Murekatete lived a healthy and happy life in her home country – she is widely believed to be the first Rwandan-born woman to play Division I basketball – but wanted more educational and athletic opportunities.

Genesis Prep was one of the rare American schools to take in a student on U.S. F1 nonimmigrant visa, which also requires a state’s approval for athletic eligibility.

The small Christian school with a high school enrollment of fewer than 100 already had a history of taking in foreign students and Murekatete felt fortunate for the opportunity.

She was a major factor all four years, leading the Jaguars to the 1A Division II State title game as a junior, pouring in 28 points and 30 rebounds in a losing effort.

“I was pretty much guarded by the whole team every game,” she said.

Murekatete was one of the state’s best players but was playing in the state’s smallest division.

The attention that came with her size and skill at the lowest level came with its share of pressure.

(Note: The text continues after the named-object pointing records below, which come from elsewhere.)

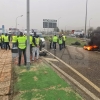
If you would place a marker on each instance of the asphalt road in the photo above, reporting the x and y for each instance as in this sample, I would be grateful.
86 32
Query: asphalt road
85 62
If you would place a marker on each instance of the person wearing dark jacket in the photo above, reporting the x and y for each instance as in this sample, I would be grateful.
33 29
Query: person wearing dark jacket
22 44
6 41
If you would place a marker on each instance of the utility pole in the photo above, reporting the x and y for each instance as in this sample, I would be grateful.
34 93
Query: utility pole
28 34
86 19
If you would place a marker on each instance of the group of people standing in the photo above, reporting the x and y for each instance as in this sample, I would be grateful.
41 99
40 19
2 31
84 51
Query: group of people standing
21 43
60 40
4 41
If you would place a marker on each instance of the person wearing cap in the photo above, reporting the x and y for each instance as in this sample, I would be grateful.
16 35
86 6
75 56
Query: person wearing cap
64 41
54 39
6 41
14 40
22 44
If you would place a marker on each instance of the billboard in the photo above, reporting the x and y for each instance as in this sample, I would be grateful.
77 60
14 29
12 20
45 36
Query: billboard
48 23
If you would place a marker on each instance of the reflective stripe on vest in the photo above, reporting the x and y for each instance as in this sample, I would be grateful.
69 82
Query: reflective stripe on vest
55 38
6 39
2 36
33 44
60 41
14 39
22 42
0 39
31 39
37 40
64 38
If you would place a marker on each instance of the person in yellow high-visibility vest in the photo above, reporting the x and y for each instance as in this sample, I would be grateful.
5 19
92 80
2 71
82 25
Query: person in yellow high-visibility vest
60 42
54 39
64 41
22 44
6 41
33 48
31 44
14 40
0 42
37 41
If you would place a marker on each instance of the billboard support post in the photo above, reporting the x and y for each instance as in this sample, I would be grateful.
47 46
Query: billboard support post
28 34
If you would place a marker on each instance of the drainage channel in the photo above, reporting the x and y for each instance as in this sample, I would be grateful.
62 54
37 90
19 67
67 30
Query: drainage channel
5 74
86 88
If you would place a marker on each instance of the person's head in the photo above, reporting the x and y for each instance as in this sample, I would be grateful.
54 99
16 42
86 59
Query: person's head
21 34
6 34
34 33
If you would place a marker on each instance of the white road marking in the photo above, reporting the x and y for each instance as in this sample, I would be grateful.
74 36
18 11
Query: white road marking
75 82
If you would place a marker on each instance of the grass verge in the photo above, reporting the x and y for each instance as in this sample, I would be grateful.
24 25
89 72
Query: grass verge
42 83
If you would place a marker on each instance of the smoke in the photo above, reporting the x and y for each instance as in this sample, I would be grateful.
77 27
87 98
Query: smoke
95 37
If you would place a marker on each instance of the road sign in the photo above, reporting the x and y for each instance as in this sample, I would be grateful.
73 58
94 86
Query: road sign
48 23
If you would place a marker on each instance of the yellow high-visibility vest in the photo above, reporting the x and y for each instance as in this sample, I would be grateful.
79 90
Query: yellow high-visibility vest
14 39
37 40
22 42
55 38
31 39
6 39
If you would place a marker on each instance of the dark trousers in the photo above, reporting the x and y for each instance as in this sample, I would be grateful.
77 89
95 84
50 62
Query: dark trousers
14 45
30 49
7 45
1 45
20 55
60 46
54 45
50 45
63 44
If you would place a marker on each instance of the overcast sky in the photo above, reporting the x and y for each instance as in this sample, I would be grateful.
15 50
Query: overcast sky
72 13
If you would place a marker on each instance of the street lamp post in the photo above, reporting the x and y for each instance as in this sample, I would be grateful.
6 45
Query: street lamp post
28 34
89 22
58 22
16 22
86 18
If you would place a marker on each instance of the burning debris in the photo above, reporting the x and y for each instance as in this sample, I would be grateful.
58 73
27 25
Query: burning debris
94 43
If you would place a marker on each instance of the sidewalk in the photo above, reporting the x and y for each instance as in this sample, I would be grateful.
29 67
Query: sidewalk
5 73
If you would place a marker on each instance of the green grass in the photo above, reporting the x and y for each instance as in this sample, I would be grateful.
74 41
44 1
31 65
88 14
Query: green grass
70 40
42 83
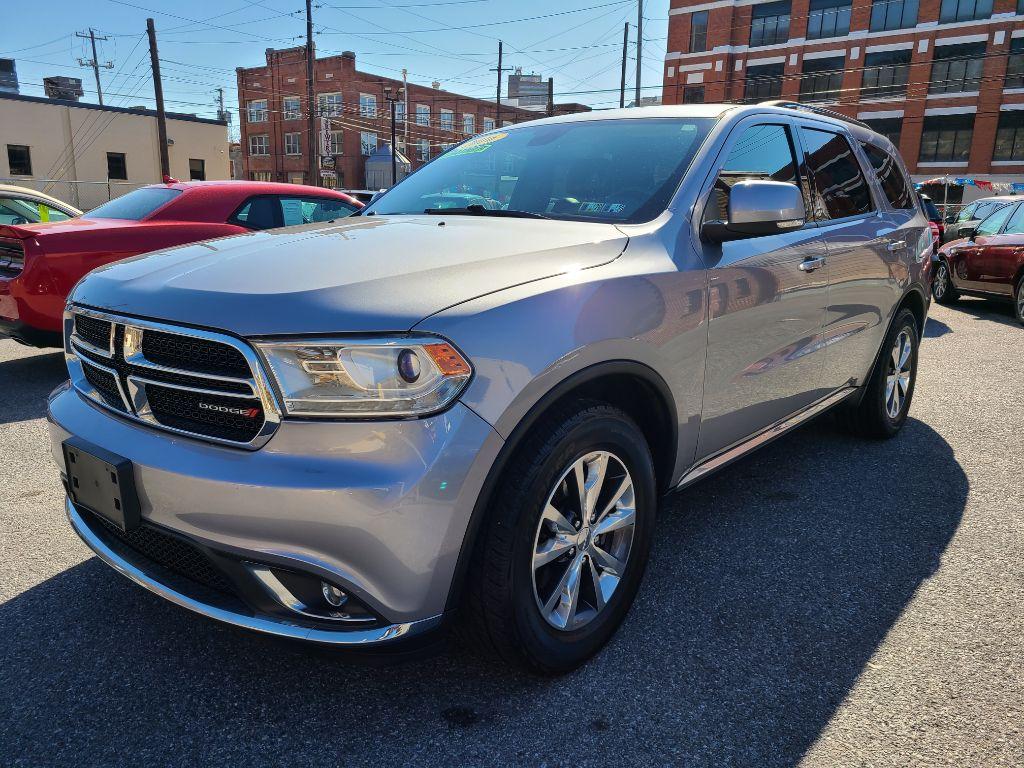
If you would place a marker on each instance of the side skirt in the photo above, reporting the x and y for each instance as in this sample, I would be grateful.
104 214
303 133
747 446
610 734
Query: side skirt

“Sometimes high school is very hard for a 6-5 player,” Ethridge said. “You never get to play 1-on-1, you’re always triple-teamed. You’re always told to stick by the basket.”

Most of Murekatete’s recruiting came on the AAU circuit on a competitive North Idaho Elite team, but Division I recruiters would occasionally show up the school on the campus of megachurch Real Life Ministries to watch a game.

Haas, who starred at Post Falls High School and played at North Idaho College, wasn’t unaware of the fact that he inherited a potential blue-chip recruit.

“You only get kids like that once in a lifetime in your program, or never,” Haas said. “She had all the confidence in the world.

“She first had learned the (English) language, a different style of play and she worked her tail off to get to that point. She earned it.”

The level of basketball didn’t mean much to Murekatete during time at Genesis Prep. The relationships did.

“At the end of the day, basketball is basketball,” she said. “I’m a team player. The (attention) didn’t get to my head much.”

Murekatete, who had a host family for four years, returned to Post Falls last offseason and remains close with her North Idaho friends.

Now she is set on goals that include helping Washington State reach its first NCAA Tournament in 30 years, positioning herself for a potential professional career and returning to Rwanda to lead the nation to new basketball heights.

Murekatete led Rwanda’s national team to a fourth-place finish at the U18 Women’s Africa championships in 2018.

“She can be an impact athlete for her home country,” Ethridge said.

“(Playing in the Pac-12) definitely makes me better,” Murekatete said. You get to play against the best players in the nation.”